Wealth - The Collection Market
By Ellen Paris
“Today people are buying hot new artists and trying to guess which names will escalate quickly,” Loesberg notes. Some collectors think they can “flip” an emerging artist’s work as though it were undervalued real estate.
Loesberg discourages this practice. “You might make money or you may have to hold on, hoping that artist will eventually become marketable.” To Loesberg, buying art is similar to purchasing tech stocks in the ’90s. “It’s all speculative,” she says.
Thom Gianetto, co-owner of Palm Desert’s Edenhurst Gallery, knows market dynamics. “Right now, early California and American painters are very desirable,” he says. “American painters have been rediscovered. Early Modernists from the ’30s, ’40s, and ’50s are coming into their own.”
Gianetto quickly points out, “If you buy mediocre work of an artist or a mediocre artist, the passage of time won’t change that.” Don’t buy an autograph, he advises. Always buy a good example of an artist’s work, even if it’s a small piece. Or buy a “gem” by a lesser-known artist.
James Carona of Palm Desert’s Heather James Art & Antiquities has seen major appreciation for top-tier, post-war contem-porary and Pop artists such as Willem de Kooning and Andy Warhol. Russian and Chinese buyers showcase their newfound wealth by snapping up Picasso and Monet. Carona advises clients to “leave trading and speculating to the art dealers, and don’t invest more than 10 percent of your net worth in art.”
Thomas Danzinger, an attorney and columnist for Art & Antiques, doesn’t like the “art funds” being pitched as investment vehicles. “They haven’t proven to be successful, and many are folding with investors losing money,” he says.
Living near the vibrant art scene of Los Angeles makes it easy to say informed. Galleries continually host new exhibitions, while the area’s major museums snag important shows. “You must know what’s going on. Otherwise, you’re stabbing in the dark,” Loesberg says.

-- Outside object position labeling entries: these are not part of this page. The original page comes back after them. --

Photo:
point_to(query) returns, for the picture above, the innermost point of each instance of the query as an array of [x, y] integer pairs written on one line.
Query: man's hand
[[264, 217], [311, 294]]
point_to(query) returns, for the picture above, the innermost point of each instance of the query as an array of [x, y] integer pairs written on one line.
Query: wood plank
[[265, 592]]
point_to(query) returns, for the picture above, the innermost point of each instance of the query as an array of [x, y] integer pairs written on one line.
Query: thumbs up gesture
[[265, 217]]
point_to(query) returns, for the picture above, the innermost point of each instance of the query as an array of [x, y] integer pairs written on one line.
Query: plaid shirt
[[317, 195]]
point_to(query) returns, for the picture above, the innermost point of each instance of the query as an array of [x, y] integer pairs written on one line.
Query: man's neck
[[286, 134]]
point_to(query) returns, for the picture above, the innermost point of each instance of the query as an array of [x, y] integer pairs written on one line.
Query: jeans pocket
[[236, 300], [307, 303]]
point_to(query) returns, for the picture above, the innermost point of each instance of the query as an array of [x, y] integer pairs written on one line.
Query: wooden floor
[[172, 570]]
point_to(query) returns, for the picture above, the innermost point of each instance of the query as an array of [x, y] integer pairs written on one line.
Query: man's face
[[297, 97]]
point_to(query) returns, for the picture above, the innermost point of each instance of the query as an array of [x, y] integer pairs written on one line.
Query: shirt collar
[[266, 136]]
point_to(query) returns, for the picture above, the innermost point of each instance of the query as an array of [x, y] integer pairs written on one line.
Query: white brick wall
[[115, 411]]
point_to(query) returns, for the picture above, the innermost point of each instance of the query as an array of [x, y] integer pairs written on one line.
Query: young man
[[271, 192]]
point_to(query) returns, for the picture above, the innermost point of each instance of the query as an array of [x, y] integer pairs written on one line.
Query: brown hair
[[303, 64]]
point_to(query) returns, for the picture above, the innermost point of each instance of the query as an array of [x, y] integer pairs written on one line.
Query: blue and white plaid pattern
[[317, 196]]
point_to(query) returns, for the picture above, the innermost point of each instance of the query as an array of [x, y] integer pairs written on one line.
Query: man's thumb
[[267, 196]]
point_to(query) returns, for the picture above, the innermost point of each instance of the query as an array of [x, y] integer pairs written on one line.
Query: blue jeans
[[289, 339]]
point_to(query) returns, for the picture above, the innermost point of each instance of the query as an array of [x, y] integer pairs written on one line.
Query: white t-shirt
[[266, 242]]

“The best way to look at art, buy art, and one of the most effective ways to see what’s going on are the international art fairs,” says Katherine Hough, chief curator for Palm Springs Art Museum. For example, in December, Art Basel Miami Beach (sister event of Art Basel in Switzerland) exhibits quality art from all over the world. It is heavily vetted, and only works by the best 20th and 21st century artists are shown. Also check out satellite exhibitions. Danzinger cites their importance. “It’s where prices are set these days in the contemporary art market,” he says. For complete listings, consult Art + Auction, a must-read publication for collectors.
Consider other mediums besides fine art for investment opportunities. Black-and-white vintage and midcentury photography is hot now. Architectural drawings, renderings, and sketches also are generating interest. “This is a new area for collectors,” Hough says. “Palm Springs, with all the interest in midcentury architecture, is a perfect spot for collecting.”
Listen to Nicholas Lowry, president and principal auctioneer of New York’s Swann Auction Galleries, which specializes in antique books, photographs, maps, and fine art on paper. “Today I tell clients. ‘Buy what you like, enjoy it, and then sell it later on when you need money.’”
Karen Keane, CEO of Boston’s Skinner Auction House and Appraisal Service, thinks “the lower end of the antique American furniture market still has value left.” Select a specific style and start collecting. Look to 17th, 18th, and 19th century European furniture and decorative arts for additional buying opportunities.
Christine Weiner, a certified estate and trust lawyer specialist in Indian Wells, stresses the importance of frequent and current appraisals. “They will determine what estate tax problems you may face as your collection increases in value,” she says.
Collecting adds another dimension to an investment portfolio. Just as you would with stocks, seek out experts, conduct due diligence, and refrain from impulse buying and selling.